Review: American Monster #1
In a small Midwestern town, a large man with a horribly scarred face gets off a bus, and takes a room. He spooks the locals–nobody knows him–or do they? It’s impossible to say be-cause he seemingly has no face. The man’s intentions remain unknown, until he takes on a corrupt sheriff and the rural crew of racist arms dealers. The town’s impression of the man changes, and he’s seen as a hero…until his real intentions bubble to the surface. The man isn’t there to end the gang, but to take it over. And he’s just getting started.
Brian Azzarello is one of the most talented writer of comics out there right now. He’s consistently one of my favorites, and thus American Monster #1 from Aftershock Comics was high on my list of anticipated comics. Maybe it’s due to that high expectation, I felt a bit let down by the first issue, which sets up a hell of a lot, but also explains very little.
That description at the top was needed, because if I went in to this comic cold, I’d have had no idea what the hell I was reading with a set up like a Tarantino film. The comic feels like individual segments, where a few crossover, and on their own make little sense. That can work great as a graphic novel or a trade paperback, but as a single regular sized issue it left me scratching my head and wanting more at the same time.
Here’s what we know. There’s some crooks who kidnap folks. There’s a vet who’s disfigured and heads to a town. Then there’s this weird scene on a playground that I’m still trying to figure out. It’s all connected some how, but right now, I couldn’t say how.
Azarrello is a master storyteller especially of the crime/noir genre and he’s also great at the long story that takes arcs and arcs to build up and pay off. I know there’s a good chance in the long run the series will pay off, but I haven’t read that yet, I’ve only read this.
The art by Juan Doe is an interesting, not quite the gritty style I’d expect for a comic like this. It does remind me a lot of a style I’d see at Dark Horse (in fact the whole comic feels like it’d be at home in Dark Horse Presents). There’s a clean look to it all which lets you soak in all the small details.
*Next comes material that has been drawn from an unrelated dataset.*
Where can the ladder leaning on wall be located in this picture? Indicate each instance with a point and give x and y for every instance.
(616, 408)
It works, and works really well, but it definitely caught me off guard a bit.
I finished reading the comic a bit disappointed, but I think that’s due to such high expectations. It sets up an interesting story, and interesting characters, but the segmented style of the story without much explanation left me a little let down. Still, I plan on continuing to see where Azzarello and Doe go with it all before a final verdict.